- Ukai Location in Gujarat, India Ukai Ukai (India)
- Coordinates: 21°13′N 73°35′E﻿ / ﻿21.217°N 73.583°E
- Country: India
- State: Gujarat
- District: Tapi

Area
- • Total: 12 km^{2} (4.6 sq mi)

Population (2001)
- • Total: 10,858
- • Density: 900/km^{2} (2,300/sq mi)

Languages
- • Official: Gujarati, Hindi
- Time zone: UTC+5:30 (IST)
- PIN: 394680
- Telephone code: 2624
- Vehicle registration: GJ-19
- Sex ratio: 1000/972 ♂/♀
- Website: gujaratindia.com

= Ukai =

Ukai is a census town in Tapi district in the Indian state of Gujarat.

==Demographics==
As of 2001 India census, Ukai had a population of 10,858. Males constitute 54% of the population and females 46%. Ukai has an average literacy rate of 76%, higher than the national average of 59.5%: male literacy is 84%, and female literacy is 67%. In Ukai, 10% of the population is under six years of age.

Ukai has the second largest dam in Gujarat built on the Tapti River. The project's name is Vallabh Sagar Sarovar Project.

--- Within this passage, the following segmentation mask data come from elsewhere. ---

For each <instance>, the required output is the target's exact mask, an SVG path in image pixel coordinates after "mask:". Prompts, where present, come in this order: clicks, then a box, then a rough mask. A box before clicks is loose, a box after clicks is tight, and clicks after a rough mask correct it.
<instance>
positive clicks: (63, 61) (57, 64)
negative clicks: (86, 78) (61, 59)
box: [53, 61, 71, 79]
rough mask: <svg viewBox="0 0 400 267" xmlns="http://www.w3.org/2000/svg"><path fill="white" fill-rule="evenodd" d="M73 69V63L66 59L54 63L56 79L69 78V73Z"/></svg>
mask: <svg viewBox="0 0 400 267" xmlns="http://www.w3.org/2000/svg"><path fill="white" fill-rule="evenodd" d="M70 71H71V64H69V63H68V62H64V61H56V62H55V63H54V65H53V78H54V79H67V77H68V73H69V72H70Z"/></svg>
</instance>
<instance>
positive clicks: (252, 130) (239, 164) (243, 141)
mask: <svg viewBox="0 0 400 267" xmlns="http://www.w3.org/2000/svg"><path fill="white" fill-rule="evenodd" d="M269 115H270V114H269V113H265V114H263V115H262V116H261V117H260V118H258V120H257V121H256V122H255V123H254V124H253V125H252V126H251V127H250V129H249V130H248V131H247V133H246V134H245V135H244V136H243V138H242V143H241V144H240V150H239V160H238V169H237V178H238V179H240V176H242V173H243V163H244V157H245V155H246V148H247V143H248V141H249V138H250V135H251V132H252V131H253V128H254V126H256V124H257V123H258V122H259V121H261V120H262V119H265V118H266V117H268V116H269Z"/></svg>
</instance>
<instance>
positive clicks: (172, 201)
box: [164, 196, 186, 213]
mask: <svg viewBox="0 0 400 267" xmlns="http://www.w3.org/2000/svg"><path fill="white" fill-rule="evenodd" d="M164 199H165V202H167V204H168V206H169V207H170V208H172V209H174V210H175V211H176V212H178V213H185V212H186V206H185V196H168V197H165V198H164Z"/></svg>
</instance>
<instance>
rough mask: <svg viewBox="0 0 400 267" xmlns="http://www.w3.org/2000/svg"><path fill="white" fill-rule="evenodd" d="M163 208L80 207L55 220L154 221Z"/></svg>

A hydropower station is based on the dam, creating a capacity of 300 MW of hydroelectricity.

The thermal power station having 840 MW capacity with five units is a major industry in Ukai. It resides at the left bank canal of Tapti River. The Ukai power plant expanded with 500 MW capacity new Unit-6 started in 2013. So the Ukai power plant capacity is 1350 MW.
Ukai converted to Tapi district in place of Surat.

In Ukai as per industrial view there are two big companies in the government and private sector.

1) J.K. Paper Mills Ltd, Gunasada, situated between Ukai and Fort-songadh.

2) Thermal & hydropower plant
Ukai is totally government sector land. So all its areas are distributed sector wise.
Sectors 1 to 6 have different area names. The areas are Bhuriwel, Patharda colony, 24 bungalow, 500 quarters.